Pesquisadores do Brasil e dos Estados Unidos descobriram que uma proteína sintética tem a capacidade de restaurar a memória perdida em pacientes da doença de Alzheimer. Trata-se do ISRIB (sigla para Integrated Stress Response Inhibitor), desenvolvido em 2013 pelo bioquímico alemão Peter Walter, da Universidade da Califórnia. A constatação deles é de que o ISRIB estimula neurônios a produzir proteínas essenciais para formar e consolidar a memória.
“A proteína não atua sobre a causa do mal de Alzheimer, mas sobre as consequências. É como se o Alzheimer fosse uma pedra que bloqueia uma estrada. A droga não tira a pedra, mas abre um desvio seguro”, explicou ao Globo Sergio Ferreira, professor dos institutos de Biofísica e Bioquímica da Universidade Federal do Rio de Janeiro (UFRJ) e integrante da equipe responsável pela descoberta.
Os cientistas chegaram aos resultados com base em testes realizados em camundongos, que consideraram animadores. “É o primeiro estudo a mostrar que é possível estimular a produção de proteínas em cérebros afetados pelo mal de Alzheimer e, com isso, recuperar a memória”, disse Ferreira. A pesquisa foi publicada na revista científica Science Signaling.
O Alzheimer é uma doença neurodegenerativa que atinge cerca de 35 milhões de pessoas no mundo e não dispõe de tratamento eficiente. Sua causa ainda não está bem esclarecida. O medicamento mais recente para combatê-lo é de 2003. Sua ação retarda a perda de memória dos pacientes, em geral por no máximo um ano. Para os pesquisadores, a proteína sintética permitirá uma nova abordagem para o tratamento. “Estamos otimistas”, disse Ferreira.
EM COBAIAS, RESTAURAÇÃO COMPLETA DA MEMÓRIA
Na perda de memória dos pacientes de Alzheimer, os neurônios param de produzir proteínas por causa de algum estresse, como falta de nutrientes, uma infecção ou o uso de alguma substância tóxica. Trata-se de uma reação de defesa do organismo que poderia ser transitória e benéfica.
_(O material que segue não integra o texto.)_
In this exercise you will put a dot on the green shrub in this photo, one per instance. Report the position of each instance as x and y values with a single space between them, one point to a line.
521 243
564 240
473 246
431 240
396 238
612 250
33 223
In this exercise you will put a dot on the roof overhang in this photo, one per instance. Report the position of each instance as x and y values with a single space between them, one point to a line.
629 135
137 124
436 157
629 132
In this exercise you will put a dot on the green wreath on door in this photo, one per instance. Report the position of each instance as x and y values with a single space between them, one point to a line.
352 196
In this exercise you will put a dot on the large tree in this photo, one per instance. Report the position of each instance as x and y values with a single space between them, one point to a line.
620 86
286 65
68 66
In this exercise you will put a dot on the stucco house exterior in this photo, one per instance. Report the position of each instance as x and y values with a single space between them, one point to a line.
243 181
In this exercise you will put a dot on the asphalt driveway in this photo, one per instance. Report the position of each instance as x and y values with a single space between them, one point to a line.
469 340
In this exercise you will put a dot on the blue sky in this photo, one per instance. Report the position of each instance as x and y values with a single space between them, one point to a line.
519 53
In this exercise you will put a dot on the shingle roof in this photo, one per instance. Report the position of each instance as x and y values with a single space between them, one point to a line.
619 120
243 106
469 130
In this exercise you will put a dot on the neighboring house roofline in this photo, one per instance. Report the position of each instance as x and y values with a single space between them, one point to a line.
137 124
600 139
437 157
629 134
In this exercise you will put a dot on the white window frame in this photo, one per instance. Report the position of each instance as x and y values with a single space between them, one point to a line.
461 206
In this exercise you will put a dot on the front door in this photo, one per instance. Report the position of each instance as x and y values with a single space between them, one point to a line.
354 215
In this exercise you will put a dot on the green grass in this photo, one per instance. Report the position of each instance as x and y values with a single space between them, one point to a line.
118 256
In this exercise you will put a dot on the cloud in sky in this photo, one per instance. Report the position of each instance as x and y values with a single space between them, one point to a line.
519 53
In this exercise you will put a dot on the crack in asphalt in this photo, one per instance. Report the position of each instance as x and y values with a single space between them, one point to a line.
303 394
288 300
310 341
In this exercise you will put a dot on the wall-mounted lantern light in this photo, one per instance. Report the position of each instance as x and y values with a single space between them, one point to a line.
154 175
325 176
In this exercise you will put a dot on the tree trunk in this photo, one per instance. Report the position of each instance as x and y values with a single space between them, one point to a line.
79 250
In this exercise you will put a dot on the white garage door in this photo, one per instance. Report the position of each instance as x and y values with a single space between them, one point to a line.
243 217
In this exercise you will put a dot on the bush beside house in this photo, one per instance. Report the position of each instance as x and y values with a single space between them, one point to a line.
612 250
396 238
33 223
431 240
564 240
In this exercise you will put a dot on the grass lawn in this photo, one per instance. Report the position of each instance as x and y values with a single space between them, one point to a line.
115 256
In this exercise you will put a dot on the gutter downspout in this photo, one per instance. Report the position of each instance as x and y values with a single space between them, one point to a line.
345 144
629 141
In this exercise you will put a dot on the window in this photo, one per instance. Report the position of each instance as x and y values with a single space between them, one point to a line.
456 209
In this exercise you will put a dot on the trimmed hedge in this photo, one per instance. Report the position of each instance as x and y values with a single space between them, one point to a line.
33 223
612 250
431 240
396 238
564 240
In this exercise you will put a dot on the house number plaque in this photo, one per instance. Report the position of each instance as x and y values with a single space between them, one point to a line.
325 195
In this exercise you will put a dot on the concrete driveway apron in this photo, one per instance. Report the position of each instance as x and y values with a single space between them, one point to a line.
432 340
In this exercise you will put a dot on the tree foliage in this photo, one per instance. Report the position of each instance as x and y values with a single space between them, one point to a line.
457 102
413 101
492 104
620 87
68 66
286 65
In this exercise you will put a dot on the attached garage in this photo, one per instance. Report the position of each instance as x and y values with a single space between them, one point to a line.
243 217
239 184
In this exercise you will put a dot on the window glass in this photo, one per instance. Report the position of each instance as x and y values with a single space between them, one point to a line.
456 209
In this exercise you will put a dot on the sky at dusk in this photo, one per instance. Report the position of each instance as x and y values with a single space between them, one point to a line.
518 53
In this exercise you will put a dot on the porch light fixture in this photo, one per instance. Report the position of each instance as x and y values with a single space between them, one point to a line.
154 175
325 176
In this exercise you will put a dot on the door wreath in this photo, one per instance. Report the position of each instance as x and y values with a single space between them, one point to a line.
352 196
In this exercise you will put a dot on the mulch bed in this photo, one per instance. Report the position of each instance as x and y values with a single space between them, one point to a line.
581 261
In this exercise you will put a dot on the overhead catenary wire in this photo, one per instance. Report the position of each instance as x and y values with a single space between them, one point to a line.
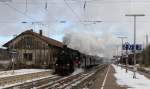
18 11
75 14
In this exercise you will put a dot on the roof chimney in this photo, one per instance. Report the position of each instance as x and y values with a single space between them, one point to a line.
41 32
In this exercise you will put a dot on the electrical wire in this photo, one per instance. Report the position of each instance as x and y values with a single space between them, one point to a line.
75 14
15 9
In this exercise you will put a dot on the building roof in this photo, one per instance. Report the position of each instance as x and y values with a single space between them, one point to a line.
42 37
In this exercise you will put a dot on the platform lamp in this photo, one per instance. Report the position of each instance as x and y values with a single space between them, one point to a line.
135 16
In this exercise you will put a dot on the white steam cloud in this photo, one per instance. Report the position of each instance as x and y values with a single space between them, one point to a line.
91 43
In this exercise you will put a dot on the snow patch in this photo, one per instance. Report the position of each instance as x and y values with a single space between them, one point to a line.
123 78
20 72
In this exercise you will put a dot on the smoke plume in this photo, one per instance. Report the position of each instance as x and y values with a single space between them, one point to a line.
90 43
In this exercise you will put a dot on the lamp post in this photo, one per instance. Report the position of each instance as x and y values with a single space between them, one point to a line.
122 41
135 15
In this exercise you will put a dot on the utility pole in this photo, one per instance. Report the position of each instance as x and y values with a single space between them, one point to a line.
135 15
146 40
122 42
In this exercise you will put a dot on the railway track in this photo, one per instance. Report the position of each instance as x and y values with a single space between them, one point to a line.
57 82
68 82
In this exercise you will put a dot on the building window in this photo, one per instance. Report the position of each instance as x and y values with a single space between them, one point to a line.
27 56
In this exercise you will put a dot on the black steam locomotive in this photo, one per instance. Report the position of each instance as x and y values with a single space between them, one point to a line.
68 59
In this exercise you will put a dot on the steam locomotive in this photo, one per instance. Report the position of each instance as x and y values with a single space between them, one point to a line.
69 59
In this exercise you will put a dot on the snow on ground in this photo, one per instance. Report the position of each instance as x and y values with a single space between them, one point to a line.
77 71
20 72
123 78
27 81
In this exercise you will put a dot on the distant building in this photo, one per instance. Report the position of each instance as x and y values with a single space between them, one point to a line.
34 49
5 58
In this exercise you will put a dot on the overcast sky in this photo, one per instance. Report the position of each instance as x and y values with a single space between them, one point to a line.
50 15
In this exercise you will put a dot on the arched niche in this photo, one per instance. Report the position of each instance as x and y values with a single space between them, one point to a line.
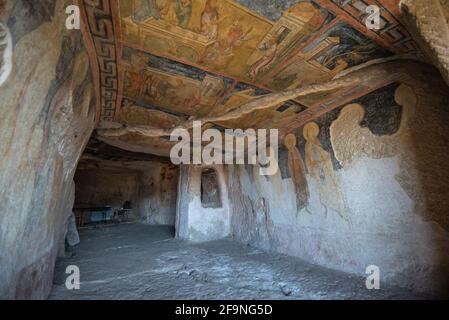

No Alzheimer, porém, os neurônios interrompem permanentemente a produção das proteínas necessárias à manutenção da memória.
Na pesquisa, camundongos que receberam ISRIB foram submetidos a testes de memória, como orientar-se dentro de um labirinto. A substância restaurou suas funções cognitivas e a produção de proteínas no hipocampo, região do cérebro relacionada à memória episódica, ou seja, à lembrança de acontecimentos e experiências.
“De um modo geral, vimos uma restauração completa”, afirmou à DW Maurício Martins Oliveira, pesquisador da Universidade de Nova York e principal autor do estudo. “Um parâmetro ou outro pode não ter se restaurado, mas no todo podemos dizer que houve um resgate muito significativo da formação de memória dos camundongos em ambos os modelos que testamos.”
Os pesquisadores irão ampliar os testes, bem como buscar o reposicionamento de medicamentos disponíveis no mercado que atuem de forma semelhante ao ISRIB. Pretendem também dispensar processos de aprovação de remédios para iniciar o uso da substância em humanos.
Estima-se que 40% das pessoas com mais de 85 anos sofrem de demência, e que 70% desses casos sejam decorrentes de Alzheimer. No Brasil, o Ministério da Saúde indica que a doença afeta 30% da população com mais de 85 anos, ou 1,2 milhão de pessoas. Em 2050, esse número subiria para 4 a 5 milhões de brasileiros. No mundo, chegaria a 152 milhões.